Geçen yıl Türkiye Pandemi ile tanıştığında kelle paçanın korona virüse iyi geldiği tartışması yaşanmıştı. Şimdi ise tarhana tartışması başladı. “Kelle paça mı tarhana mı?” sorusuna “Kelle paça çok iyi fikir, tarhana çok sağlıklı. İkisi bir araya gelince harika olur. Zaten en eski tarhana türlerinde et ya da et suyu kullanımı var” yanıtını veren Aylin Öney Tan, tarhana konusunda hazırladığı kitabı çok yakında tamamlayacağını söyledi ve şöyle konuştu:
“Geçmiş yemek kültürümüzde kırık çıkık olunca kelle paça içiliyordu. Tarhana ise enerji kullanmadan yiyecek sağlamanın en güzel örneği üstelik fermente bir ürün olması nedeniyle önemli bir yiyecek, buzdolabına koymanız da gerekmiyor. Türkiye’nin geleceğe taşıyabileceği önemli bir konsept tarhana.”

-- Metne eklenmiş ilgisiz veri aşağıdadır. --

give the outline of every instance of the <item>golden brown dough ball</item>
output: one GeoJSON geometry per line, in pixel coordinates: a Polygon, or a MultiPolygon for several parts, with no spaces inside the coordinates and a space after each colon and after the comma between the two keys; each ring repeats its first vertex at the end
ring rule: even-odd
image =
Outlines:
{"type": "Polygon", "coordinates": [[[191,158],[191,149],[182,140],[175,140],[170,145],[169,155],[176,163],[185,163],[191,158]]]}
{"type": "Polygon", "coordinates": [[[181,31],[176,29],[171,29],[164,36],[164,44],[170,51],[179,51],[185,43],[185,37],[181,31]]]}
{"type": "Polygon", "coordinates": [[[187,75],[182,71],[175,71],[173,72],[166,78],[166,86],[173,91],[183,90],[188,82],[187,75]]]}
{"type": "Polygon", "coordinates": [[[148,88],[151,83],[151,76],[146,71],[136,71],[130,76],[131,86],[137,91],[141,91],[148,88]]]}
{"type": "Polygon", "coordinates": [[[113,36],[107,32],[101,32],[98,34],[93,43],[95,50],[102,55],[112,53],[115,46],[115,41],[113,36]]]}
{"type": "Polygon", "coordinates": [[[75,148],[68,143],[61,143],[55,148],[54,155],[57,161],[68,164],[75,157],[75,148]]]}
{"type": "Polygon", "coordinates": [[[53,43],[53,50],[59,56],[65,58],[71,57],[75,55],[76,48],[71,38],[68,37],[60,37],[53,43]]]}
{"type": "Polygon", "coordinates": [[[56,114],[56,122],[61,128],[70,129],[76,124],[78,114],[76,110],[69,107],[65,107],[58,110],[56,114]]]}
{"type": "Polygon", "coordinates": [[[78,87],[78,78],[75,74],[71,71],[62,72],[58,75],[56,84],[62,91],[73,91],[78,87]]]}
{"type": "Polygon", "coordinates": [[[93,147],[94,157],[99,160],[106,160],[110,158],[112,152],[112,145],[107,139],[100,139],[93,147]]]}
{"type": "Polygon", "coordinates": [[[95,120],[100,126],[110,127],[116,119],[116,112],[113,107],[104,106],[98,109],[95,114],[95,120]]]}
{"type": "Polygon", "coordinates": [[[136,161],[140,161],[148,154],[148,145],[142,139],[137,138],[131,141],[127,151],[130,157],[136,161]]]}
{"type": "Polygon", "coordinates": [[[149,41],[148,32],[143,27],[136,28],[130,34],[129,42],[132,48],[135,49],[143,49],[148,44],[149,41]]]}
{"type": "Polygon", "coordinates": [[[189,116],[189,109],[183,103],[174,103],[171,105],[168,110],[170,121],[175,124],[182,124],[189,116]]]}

Uzay çalışmaları yapan ülkelerin uzaya giden ekiplerine kendi yemekleri eşlik ediyor. Bu konuda yapılan çalışmalarda astronotların keskin tatlar istediği belirtiliyor. Türkiye’nin uzay çalışmaları da başladığına göre yemek seçmek de gerekecek. Aylin Öney Tan, uzaya tarhana götürülmesinin akıllıca olacağını söyledi ve “Tarhanayı dondurarak kurutma yöntemiyle önce pişirip sonra kurutmak da mümkün” dedi.
Kuru gıda olduğu için sucuk-pastırmanın uzaya götürülebileceğini belirten Tan, “Uzayda keskin tatlar arandığı için uygun ama pişirme olanağı zor ama poşet içinde ısıtma sağlanabilir” dedi.
Tan, Türkiye’nin yemek kültüründe ayran ya da yoğurt kurutmanın mümkün olduğunu Bolu yöresinde “Keş” olarak yaşayan kurutulmuş yoğurtları hatırlattı. Uzaya gidebilecek üçüncü ürünün ayran olabileceğini söyleyen Tan, uzay ortamında toz haline getirilmiş ‘keş’in suyla karıştırılarak ayran olarak tüketilebileceğini de söyledi.